Oklahoma Gov. Mary Fallin deployed 80 National Guard members to assist with rescue operations and activated extra highway patrol officers. Fallin also spoke Monday with President Barack Obama, who declared a major disaster and ordered federal aid to supplement state and local recovery efforts.
In video of the storm, the dark funnel cloud could be seen marching slowly across the green landscape. As it churned through the community, the twister scattered shards of wood, awnings and glass all over the streets.
A map provided by the National Weather Service showed that the storm began west of Newcastle and crossed the Canadian River into Oklahoma City's rural far southwestern side about 3 p.m. When it reached Moore, the twister cut a path through the center of town before lifting back into the sky at Lake Stanley Draper.

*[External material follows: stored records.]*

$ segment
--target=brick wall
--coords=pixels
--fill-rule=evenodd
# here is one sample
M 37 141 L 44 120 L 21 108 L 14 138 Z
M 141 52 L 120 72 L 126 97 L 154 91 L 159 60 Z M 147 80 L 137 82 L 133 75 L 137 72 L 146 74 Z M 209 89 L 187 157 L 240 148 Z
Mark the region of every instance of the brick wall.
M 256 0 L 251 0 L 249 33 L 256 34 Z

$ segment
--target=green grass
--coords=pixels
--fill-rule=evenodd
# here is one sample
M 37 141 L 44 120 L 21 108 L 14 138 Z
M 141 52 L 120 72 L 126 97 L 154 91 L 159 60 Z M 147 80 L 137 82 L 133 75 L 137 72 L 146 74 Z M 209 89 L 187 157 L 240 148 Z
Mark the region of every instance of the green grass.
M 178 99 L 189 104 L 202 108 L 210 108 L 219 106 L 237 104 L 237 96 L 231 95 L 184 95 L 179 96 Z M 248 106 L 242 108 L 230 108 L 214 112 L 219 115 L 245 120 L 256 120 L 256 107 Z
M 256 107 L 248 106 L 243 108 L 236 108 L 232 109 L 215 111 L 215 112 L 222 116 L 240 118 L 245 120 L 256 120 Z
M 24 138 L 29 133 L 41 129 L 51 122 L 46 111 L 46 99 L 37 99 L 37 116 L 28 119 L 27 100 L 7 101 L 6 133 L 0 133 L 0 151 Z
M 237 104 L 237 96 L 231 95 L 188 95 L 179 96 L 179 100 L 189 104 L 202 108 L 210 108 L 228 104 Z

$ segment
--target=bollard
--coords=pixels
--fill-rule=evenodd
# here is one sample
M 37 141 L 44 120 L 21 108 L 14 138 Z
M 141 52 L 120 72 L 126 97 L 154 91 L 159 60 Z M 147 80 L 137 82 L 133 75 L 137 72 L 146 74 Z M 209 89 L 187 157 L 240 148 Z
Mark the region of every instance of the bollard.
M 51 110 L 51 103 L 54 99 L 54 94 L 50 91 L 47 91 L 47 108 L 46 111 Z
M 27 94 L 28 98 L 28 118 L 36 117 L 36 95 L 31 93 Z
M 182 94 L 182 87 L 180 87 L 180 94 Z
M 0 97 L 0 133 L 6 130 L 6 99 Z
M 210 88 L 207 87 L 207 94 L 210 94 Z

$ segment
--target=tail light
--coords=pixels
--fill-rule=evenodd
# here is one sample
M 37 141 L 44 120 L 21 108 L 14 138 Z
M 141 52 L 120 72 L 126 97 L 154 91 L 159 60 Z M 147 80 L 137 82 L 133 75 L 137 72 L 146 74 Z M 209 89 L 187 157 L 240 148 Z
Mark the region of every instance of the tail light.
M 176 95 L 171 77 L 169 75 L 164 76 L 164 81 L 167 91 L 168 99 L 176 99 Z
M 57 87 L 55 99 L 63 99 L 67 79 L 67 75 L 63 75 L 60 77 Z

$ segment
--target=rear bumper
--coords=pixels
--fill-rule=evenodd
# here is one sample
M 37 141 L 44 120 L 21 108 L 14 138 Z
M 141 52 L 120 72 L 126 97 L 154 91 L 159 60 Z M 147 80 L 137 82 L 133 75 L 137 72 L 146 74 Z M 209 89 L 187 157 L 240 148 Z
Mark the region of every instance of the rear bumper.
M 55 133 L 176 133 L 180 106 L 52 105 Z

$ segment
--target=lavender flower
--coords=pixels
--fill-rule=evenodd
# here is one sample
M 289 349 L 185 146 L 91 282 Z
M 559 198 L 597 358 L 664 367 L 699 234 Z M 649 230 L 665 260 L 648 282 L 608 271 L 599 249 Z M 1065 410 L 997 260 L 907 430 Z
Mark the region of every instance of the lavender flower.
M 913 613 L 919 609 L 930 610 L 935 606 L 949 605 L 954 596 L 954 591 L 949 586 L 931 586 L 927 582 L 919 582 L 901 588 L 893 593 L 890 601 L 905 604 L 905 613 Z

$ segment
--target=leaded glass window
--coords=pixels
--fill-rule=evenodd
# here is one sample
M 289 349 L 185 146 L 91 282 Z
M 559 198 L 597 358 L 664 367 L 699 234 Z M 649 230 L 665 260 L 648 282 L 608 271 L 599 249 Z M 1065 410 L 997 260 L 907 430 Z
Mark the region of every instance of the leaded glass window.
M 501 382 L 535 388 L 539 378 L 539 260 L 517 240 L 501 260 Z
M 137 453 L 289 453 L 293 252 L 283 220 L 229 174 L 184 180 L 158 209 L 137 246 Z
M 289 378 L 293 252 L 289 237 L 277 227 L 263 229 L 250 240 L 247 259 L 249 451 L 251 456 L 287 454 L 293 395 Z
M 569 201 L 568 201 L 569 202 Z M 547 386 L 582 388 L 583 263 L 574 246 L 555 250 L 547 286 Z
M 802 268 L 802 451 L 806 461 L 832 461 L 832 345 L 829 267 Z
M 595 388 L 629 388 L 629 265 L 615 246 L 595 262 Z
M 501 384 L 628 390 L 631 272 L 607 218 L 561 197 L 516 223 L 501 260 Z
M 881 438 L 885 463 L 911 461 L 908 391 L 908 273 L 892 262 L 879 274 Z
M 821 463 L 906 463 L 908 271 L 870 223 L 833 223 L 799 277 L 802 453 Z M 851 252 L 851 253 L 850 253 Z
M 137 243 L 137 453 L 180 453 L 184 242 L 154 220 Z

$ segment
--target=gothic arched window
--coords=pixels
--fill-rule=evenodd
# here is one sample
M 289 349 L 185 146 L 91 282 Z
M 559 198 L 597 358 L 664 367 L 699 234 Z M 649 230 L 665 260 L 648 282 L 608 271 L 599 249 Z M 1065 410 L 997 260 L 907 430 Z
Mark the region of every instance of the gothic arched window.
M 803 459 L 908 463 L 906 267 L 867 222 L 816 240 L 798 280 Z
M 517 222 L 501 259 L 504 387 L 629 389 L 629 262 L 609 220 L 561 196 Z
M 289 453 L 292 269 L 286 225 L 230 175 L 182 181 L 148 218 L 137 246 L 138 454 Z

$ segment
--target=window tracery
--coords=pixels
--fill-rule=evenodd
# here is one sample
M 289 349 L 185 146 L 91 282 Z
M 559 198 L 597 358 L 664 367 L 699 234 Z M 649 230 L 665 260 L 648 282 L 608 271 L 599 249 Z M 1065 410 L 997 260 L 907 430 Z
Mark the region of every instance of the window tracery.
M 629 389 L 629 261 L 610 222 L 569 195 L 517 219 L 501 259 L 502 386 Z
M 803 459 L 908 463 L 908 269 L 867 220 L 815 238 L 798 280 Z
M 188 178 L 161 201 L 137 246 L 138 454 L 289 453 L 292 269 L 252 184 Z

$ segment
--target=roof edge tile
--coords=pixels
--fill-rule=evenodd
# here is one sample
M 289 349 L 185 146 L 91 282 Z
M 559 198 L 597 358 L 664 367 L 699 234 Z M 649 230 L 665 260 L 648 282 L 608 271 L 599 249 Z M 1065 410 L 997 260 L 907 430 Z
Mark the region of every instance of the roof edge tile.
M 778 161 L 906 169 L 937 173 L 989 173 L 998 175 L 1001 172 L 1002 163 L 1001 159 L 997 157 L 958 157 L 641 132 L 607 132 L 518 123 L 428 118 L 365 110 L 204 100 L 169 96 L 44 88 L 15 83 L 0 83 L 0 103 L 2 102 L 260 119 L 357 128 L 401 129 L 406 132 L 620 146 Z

The National Weather Service issued an initial finding that the tornado was an EF-4 on the enhanced Fujita scale, the second most powerful type of twister.
The Storm Prediction Center in Norman, Okla., forecast more stormy weather on Tuesday, predicting golf ball-sized hail, powerful winds and isolated, strong tornadoes for parts of Texas, Arkansas, Louisiana and Oklahoma. The area at risk does not include Moore, Okla.
Monday's powerful tornado loosely followed the path of a killer twister that slammed the region with 300 mph winds in May 1999. It was the fourth tornado to hit Moore since 1998.
The weather service estimated that Monday's tornado was at least a half-mile wide.